E agora falando um pouco de coisas mais sérias
Vasco Pulido Valente in Público (22/08/2008)
O ideal olímpico
"No meio da tanta conversa sobre os Jogos de Pequim, quase não se falou dos Jogos de Pequim. Primeiro, da cerimónia inaugural (que vi em repetição), que lembrava irresistivelmente o congresso de Nürnberg de 1934, na versão de Leni Riefenstahl. A coreografia militar daquela massa indistinta e obediente não celebrava qualquer espécie de acontecimento desportivo, celebrava o novo poder da China e prometia o "triunfo" de uma nova "vontade". Sempre foi assim? Não exactamente. Apesar de tudo, nunca a América se atreveu a ir tão longe. Nem o Ocidente democrático era susceptível de engolir sem protesto aquele espectáculo. A conversa, evidentemente, mudou (como não mudaria?), mas não mudou a ameaça implícita da ordem, do número e da superioridade rácica.

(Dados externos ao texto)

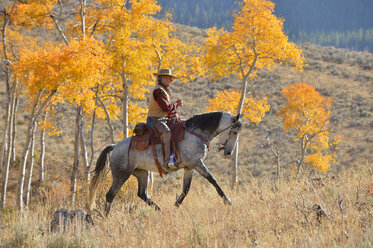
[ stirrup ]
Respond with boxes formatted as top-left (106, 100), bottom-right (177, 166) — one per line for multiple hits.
top-left (168, 154), bottom-right (175, 166)
top-left (165, 154), bottom-right (178, 170)
top-left (167, 154), bottom-right (182, 169)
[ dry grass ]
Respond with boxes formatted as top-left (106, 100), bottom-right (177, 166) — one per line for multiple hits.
top-left (1, 165), bottom-right (372, 248)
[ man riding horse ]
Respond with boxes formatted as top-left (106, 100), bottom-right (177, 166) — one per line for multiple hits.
top-left (88, 69), bottom-right (243, 214)
top-left (147, 68), bottom-right (183, 170)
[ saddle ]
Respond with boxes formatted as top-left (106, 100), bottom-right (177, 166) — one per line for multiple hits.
top-left (131, 118), bottom-right (186, 177)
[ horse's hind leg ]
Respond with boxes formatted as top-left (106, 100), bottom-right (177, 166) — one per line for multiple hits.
top-left (175, 168), bottom-right (194, 207)
top-left (105, 172), bottom-right (132, 216)
top-left (133, 169), bottom-right (161, 211)
top-left (193, 159), bottom-right (231, 205)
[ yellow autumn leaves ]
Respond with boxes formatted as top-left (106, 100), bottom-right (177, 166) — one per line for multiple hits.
top-left (15, 37), bottom-right (108, 113)
top-left (205, 0), bottom-right (304, 81)
top-left (279, 83), bottom-right (342, 172)
top-left (207, 90), bottom-right (270, 124)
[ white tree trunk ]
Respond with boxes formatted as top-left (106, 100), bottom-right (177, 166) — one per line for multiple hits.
top-left (71, 105), bottom-right (82, 205)
top-left (231, 138), bottom-right (239, 189)
top-left (17, 93), bottom-right (41, 211)
top-left (0, 98), bottom-right (10, 179)
top-left (231, 53), bottom-right (258, 188)
top-left (0, 130), bottom-right (8, 177)
top-left (87, 111), bottom-right (96, 181)
top-left (122, 73), bottom-right (129, 138)
top-left (1, 84), bottom-right (16, 207)
top-left (25, 122), bottom-right (37, 206)
top-left (296, 136), bottom-right (308, 176)
top-left (237, 78), bottom-right (249, 115)
top-left (231, 77), bottom-right (249, 188)
top-left (0, 10), bottom-right (11, 177)
top-left (87, 87), bottom-right (99, 180)
top-left (17, 90), bottom-right (55, 211)
top-left (80, 117), bottom-right (89, 175)
top-left (11, 96), bottom-right (18, 163)
top-left (80, 0), bottom-right (86, 38)
top-left (39, 112), bottom-right (47, 184)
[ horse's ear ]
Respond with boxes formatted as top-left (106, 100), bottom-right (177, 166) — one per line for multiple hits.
top-left (235, 114), bottom-right (243, 122)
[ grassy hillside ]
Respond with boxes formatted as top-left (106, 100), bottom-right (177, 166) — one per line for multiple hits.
top-left (0, 24), bottom-right (372, 247)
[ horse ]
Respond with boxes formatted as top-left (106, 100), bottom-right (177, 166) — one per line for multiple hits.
top-left (88, 111), bottom-right (243, 215)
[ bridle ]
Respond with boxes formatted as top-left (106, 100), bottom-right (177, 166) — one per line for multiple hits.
top-left (216, 121), bottom-right (241, 152)
top-left (181, 112), bottom-right (242, 152)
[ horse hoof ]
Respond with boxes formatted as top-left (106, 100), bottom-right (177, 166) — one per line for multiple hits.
top-left (224, 197), bottom-right (232, 205)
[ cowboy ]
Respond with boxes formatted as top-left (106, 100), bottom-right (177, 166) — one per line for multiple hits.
top-left (147, 69), bottom-right (183, 169)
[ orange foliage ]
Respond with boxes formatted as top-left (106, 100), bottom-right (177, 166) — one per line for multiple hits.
top-left (12, 0), bottom-right (56, 29)
top-left (279, 82), bottom-right (342, 172)
top-left (15, 37), bottom-right (108, 112)
top-left (280, 82), bottom-right (332, 138)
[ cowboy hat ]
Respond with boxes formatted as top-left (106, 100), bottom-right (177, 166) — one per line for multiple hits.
top-left (153, 68), bottom-right (177, 78)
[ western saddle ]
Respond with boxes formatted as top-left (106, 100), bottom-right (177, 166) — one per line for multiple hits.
top-left (131, 119), bottom-right (185, 177)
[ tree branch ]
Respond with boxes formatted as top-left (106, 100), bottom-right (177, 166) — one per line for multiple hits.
top-left (90, 18), bottom-right (100, 37)
top-left (50, 14), bottom-right (69, 45)
top-left (97, 96), bottom-right (115, 143)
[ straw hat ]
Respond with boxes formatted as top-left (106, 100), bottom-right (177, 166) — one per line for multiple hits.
top-left (153, 68), bottom-right (177, 78)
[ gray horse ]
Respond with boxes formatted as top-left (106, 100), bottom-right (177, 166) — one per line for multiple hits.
top-left (88, 111), bottom-right (242, 214)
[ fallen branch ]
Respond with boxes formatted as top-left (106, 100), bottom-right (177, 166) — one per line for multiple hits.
top-left (294, 201), bottom-right (310, 223)
top-left (294, 193), bottom-right (329, 224)
top-left (312, 204), bottom-right (329, 223)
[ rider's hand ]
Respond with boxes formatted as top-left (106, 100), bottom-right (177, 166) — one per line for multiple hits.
top-left (176, 100), bottom-right (183, 107)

Também não se disse uma palavra sobre o aberração em que pouco a pouco se tornaram os Jogos. O interminável aumento das "modalidades" levou a extremos de ridículo e desequilíbrio. A maior parte das provas "clássicas" só tem uma justificação "arqueológica" (e mesmo essa ténue: quem se interessa hoje pelo lançamento do dardo, do peso ou do martelo?). Outras disciplinas (a natação, a ginástica e o mergulho, por exemplo) são tão minuciosamente divididas, que um único atleta, como Phelps, consegue apanhar oito medalhas. Pior ainda: alguns "desportos" mais recentes (o triatlo, para começar) não fazem o mais vago sentido, excepto provavelmente comercial. E, como se isto não chegasse, o golfe (com dezenas de milhões de praticantes no mundo inteiro) não aparece e o futebol é um campeonato fictício entre equipas de terceira ordem.
Falta acrescentar o mais desagradável: os Jogos não aperfeiçoam o corpo, nem o espírito. O corpo é sistematicamente deformado a benefício dos resultados. Há "modalidades" que produzem monstros: montes de músculo ou de gordura, ou de músculo e gordura; esqueletos a que se pendurou um torso e umas pernas; máquinas concebidas para meia dúzia de gestos, sem beleza e sem uso. De resto, quanto ao espírito, e já para não mencionar as pré-adolescentes da ginástica (um verdadeiro abuso de menores), basta lembrar aquele nadador que ganhou, aos 21, uma medalha para que se tinha preparado 15 anos. Não se imagina nada de mais triste. O "ideal" olímpico acabou num horror sem alívio.